The protest was hosted by Iran’s San Jose, said organizer Nahal Curvelo. The group hosted a DJ to play Persian songs, and attendees raised the tricolor Iranian flags with the Lion and Sun symbol, the country’s flag before the 1979 revolution. They have called the killings in Iran the “genocide of the Iranian people,” with some people comparing Khamenei to Adolf Hitler. Protesters chanted, “Hey hey, ho ho! The Islamic State must go!”
Editor Rashel Alexin said he lost contact with his cousins in Iran for four or five days after communications were cut off in the country. He said he is afraid that their lives are in danger because they are Christians.
“We tried to contact (the church) to find out what their situation is, but they couldn’t even give us any information, so it’s very painful and very hurtful. But at the same time, we are angry with the state and we want something to be done,” said Alexin.

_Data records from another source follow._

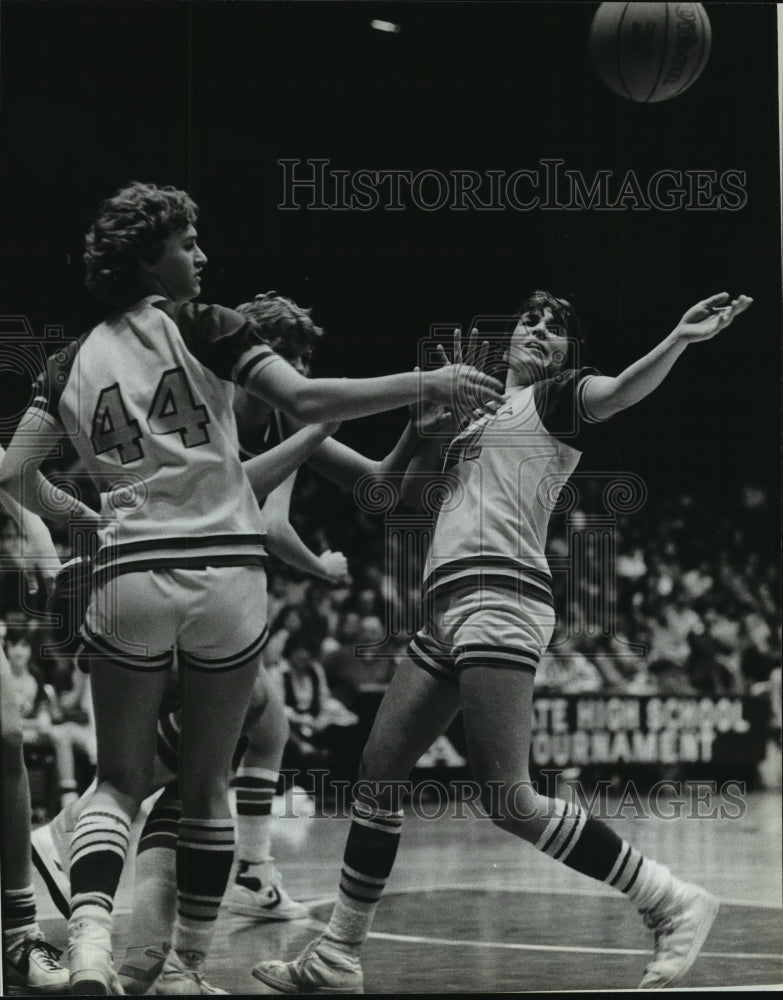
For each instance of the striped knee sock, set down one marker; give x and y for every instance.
(372, 845)
(155, 886)
(205, 853)
(99, 847)
(255, 789)
(588, 846)
(19, 917)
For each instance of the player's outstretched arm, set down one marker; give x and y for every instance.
(344, 466)
(283, 541)
(38, 551)
(605, 396)
(312, 400)
(267, 471)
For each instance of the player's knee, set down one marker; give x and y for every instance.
(13, 744)
(512, 806)
(204, 797)
(132, 784)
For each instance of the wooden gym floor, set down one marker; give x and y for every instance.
(469, 909)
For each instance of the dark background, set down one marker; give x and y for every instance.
(209, 96)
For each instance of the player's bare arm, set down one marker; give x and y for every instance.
(605, 396)
(267, 471)
(283, 541)
(312, 400)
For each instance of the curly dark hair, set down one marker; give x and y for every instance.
(562, 310)
(131, 226)
(286, 326)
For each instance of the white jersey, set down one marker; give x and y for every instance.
(146, 398)
(506, 472)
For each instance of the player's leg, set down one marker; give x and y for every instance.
(256, 890)
(154, 905)
(51, 842)
(29, 963)
(128, 638)
(212, 717)
(63, 744)
(221, 632)
(126, 704)
(258, 755)
(417, 707)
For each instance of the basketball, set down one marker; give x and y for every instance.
(650, 52)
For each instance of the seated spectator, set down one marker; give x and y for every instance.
(349, 673)
(60, 723)
(317, 719)
(287, 621)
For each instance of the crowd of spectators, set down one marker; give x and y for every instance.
(682, 600)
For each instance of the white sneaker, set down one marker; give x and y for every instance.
(33, 968)
(321, 968)
(176, 979)
(257, 892)
(89, 950)
(681, 926)
(50, 856)
(141, 967)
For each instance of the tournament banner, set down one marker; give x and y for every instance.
(594, 729)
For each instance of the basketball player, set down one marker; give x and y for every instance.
(30, 964)
(489, 617)
(257, 891)
(146, 400)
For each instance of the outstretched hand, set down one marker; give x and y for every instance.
(474, 356)
(707, 318)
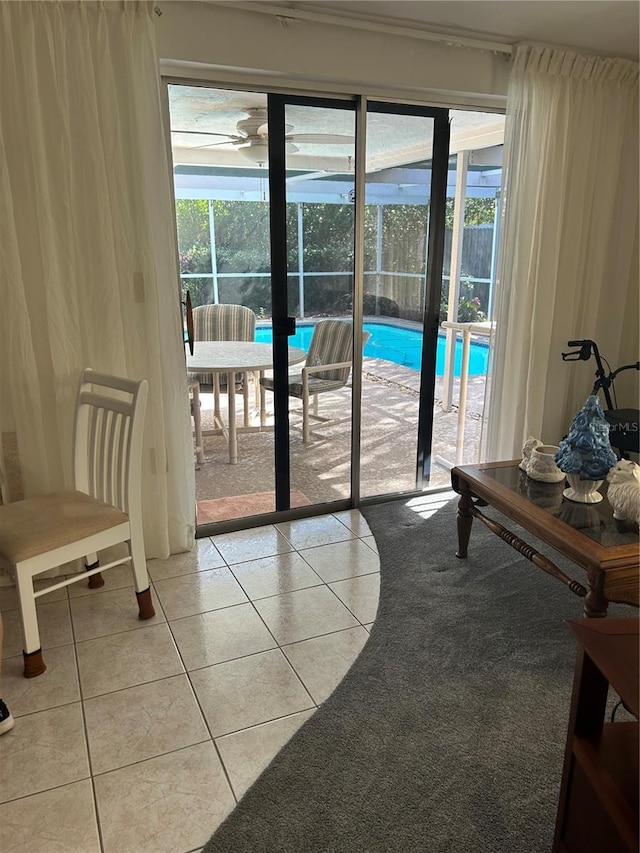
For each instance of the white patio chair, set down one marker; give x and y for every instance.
(327, 368)
(102, 510)
(221, 322)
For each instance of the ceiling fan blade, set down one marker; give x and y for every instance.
(205, 133)
(321, 138)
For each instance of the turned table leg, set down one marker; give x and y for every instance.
(595, 604)
(464, 521)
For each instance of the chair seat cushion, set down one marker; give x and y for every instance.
(316, 386)
(34, 526)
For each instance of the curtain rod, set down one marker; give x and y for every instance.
(289, 14)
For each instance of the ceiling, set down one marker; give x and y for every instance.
(609, 27)
(205, 131)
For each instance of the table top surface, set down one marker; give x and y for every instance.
(222, 356)
(593, 530)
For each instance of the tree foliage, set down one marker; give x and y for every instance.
(242, 250)
(477, 211)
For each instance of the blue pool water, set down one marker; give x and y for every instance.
(396, 344)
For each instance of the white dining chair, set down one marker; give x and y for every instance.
(102, 510)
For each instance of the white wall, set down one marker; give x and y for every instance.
(326, 58)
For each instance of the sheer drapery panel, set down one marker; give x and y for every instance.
(87, 245)
(568, 257)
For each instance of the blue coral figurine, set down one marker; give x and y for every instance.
(585, 453)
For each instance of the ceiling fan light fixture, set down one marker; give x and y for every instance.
(257, 151)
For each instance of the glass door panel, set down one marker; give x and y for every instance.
(221, 184)
(320, 175)
(397, 198)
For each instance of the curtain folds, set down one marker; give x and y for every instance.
(87, 245)
(569, 240)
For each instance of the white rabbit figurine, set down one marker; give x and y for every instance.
(527, 449)
(624, 490)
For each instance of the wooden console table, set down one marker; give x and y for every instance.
(598, 806)
(587, 534)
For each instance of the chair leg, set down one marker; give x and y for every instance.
(305, 418)
(32, 653)
(197, 421)
(141, 580)
(91, 561)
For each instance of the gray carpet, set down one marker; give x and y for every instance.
(448, 732)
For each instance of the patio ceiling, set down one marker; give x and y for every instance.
(204, 123)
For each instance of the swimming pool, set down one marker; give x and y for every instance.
(397, 344)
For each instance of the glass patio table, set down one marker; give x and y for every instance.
(231, 357)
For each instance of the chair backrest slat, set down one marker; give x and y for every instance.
(331, 343)
(108, 431)
(222, 323)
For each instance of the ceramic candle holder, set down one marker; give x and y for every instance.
(541, 465)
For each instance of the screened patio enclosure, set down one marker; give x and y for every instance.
(223, 219)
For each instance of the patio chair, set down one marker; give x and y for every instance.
(327, 368)
(102, 510)
(218, 323)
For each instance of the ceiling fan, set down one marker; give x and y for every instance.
(252, 137)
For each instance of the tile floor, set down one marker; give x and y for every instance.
(141, 736)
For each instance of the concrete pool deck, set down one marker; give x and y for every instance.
(321, 469)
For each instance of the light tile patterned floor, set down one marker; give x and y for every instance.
(141, 736)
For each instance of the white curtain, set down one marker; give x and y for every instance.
(568, 265)
(87, 245)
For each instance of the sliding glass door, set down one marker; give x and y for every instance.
(325, 218)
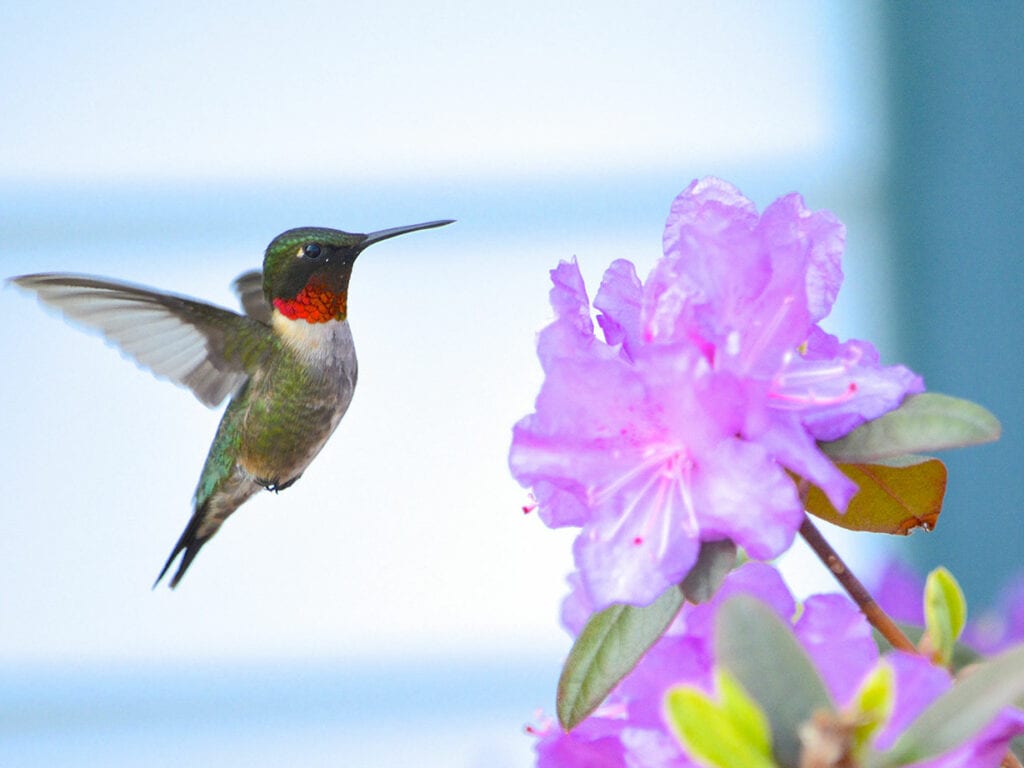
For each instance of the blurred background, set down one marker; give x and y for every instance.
(395, 606)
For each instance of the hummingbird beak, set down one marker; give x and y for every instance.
(396, 230)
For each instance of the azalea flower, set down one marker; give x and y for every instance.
(678, 423)
(632, 728)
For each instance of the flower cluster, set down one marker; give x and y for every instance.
(711, 382)
(632, 727)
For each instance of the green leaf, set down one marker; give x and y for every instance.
(892, 498)
(714, 563)
(923, 423)
(945, 614)
(614, 640)
(761, 652)
(962, 712)
(731, 734)
(607, 649)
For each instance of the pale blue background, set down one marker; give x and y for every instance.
(394, 606)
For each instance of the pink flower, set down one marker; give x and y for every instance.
(711, 381)
(630, 728)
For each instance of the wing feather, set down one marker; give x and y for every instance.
(249, 287)
(209, 349)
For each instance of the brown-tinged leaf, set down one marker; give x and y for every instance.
(892, 498)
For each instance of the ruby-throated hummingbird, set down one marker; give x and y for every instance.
(288, 363)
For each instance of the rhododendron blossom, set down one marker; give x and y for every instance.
(709, 381)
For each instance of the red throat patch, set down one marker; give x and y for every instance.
(314, 304)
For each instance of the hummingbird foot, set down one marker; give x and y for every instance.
(276, 485)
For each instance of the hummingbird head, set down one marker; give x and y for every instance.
(306, 270)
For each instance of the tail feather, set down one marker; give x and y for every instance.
(190, 543)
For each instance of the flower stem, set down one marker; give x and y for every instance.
(878, 617)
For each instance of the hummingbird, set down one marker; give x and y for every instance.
(288, 363)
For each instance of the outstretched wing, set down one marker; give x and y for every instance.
(249, 287)
(206, 348)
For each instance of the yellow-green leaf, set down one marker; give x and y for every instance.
(892, 498)
(945, 614)
(873, 702)
(733, 733)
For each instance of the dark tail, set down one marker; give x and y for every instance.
(190, 543)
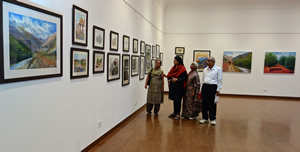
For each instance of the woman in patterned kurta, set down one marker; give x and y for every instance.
(156, 88)
(191, 104)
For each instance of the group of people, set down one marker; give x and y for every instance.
(197, 97)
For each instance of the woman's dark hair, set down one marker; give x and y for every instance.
(179, 59)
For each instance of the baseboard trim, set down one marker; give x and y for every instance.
(246, 95)
(89, 147)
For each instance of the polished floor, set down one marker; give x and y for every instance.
(244, 124)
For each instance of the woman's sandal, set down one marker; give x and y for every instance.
(177, 118)
(172, 115)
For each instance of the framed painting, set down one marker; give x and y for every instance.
(79, 26)
(98, 62)
(161, 58)
(153, 51)
(98, 37)
(125, 69)
(134, 65)
(113, 66)
(142, 67)
(237, 61)
(148, 58)
(135, 45)
(157, 51)
(79, 63)
(200, 56)
(142, 49)
(280, 62)
(152, 63)
(114, 41)
(126, 40)
(180, 55)
(29, 50)
(179, 50)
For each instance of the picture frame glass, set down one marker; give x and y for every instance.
(99, 37)
(113, 66)
(80, 25)
(114, 41)
(99, 60)
(135, 46)
(80, 62)
(142, 67)
(134, 65)
(126, 40)
(200, 56)
(125, 70)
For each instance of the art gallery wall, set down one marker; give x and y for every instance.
(60, 114)
(258, 29)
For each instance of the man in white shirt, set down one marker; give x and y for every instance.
(210, 88)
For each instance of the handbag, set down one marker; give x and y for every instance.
(149, 80)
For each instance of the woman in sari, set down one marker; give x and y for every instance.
(177, 79)
(191, 104)
(156, 88)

Alexin said he confirmed that his cousin was safe last week. As an Assyrian Christian, he criticized the Iranian government. She recalled that before she and her family moved to Germany and later to the United States, she had to wear a headscarf and was unable to read the Bible as a kindergartener in a Catholic school.
“It’s not just about being able to wear whatever you want,” Alexin said. “It’s about everything: about the economy, about freedom of speech, freedom of rights and being able to speak.”
The group handed over leaflets to the Iran Novin Party, a conservative political party founded in 2023. The party sees itself as “the offspring of Iran’s constitutional revolution” and supports the return of Prince Reza Pahlavi, the son of Iran’s last shah.
They call for a free Iran that will be defined by the laws of the land and democracy; investment in infrastructure, health and technology; and economic independence.
The 1979 Iranian Revolution ended Pahlavi rule. The Pahlavis are known for modernizing and centralizing Iran based on Western models of industrialization, according to a Stanford University article. The royal government was also known as a dictatorship by banning political parties, suppressing rebellion and political opposition, controlling the media and having its own secret police force called SAVAK. Despite this, Iranians still enjoyed many freedoms, including freedom of religion, business and travel and study abroad. The 1979 revolution was driven by economic turmoil, just like the current protests. When Ruhollah Khomeini overthrew the shah, he took control of the government and suppressed dissent with executions, repealing civil laws and implementing new dress codes to support an Islamic state.
“I lived in Australia and (America) too,” said editor Bita Hamidi. “I appreciate the freedom and liberty offered by both countries, but I would like to see the same freedom, a basic human right, in our country, Iran.”
Deputy Mayor Maria Ristow spoke at the protest, acknowledging the impact of Iranians in the US. She also acknowledged the resilience of Iranian women, noting the oppressive laws against them. He paid tribute to the women and men killed in Iran last month and called on California and the national government to support regime change in the country.
“The unjust, brutal, dictatorial government of the beautiful country of Iran is clinging to power in the face of protests from its citizens, pleading, pleading, demanding freedoms: freedom of speech, religion, gender equality, access to education – freedoms that shape the bright future of a country like Iran with a long, rich history,” Ristow said.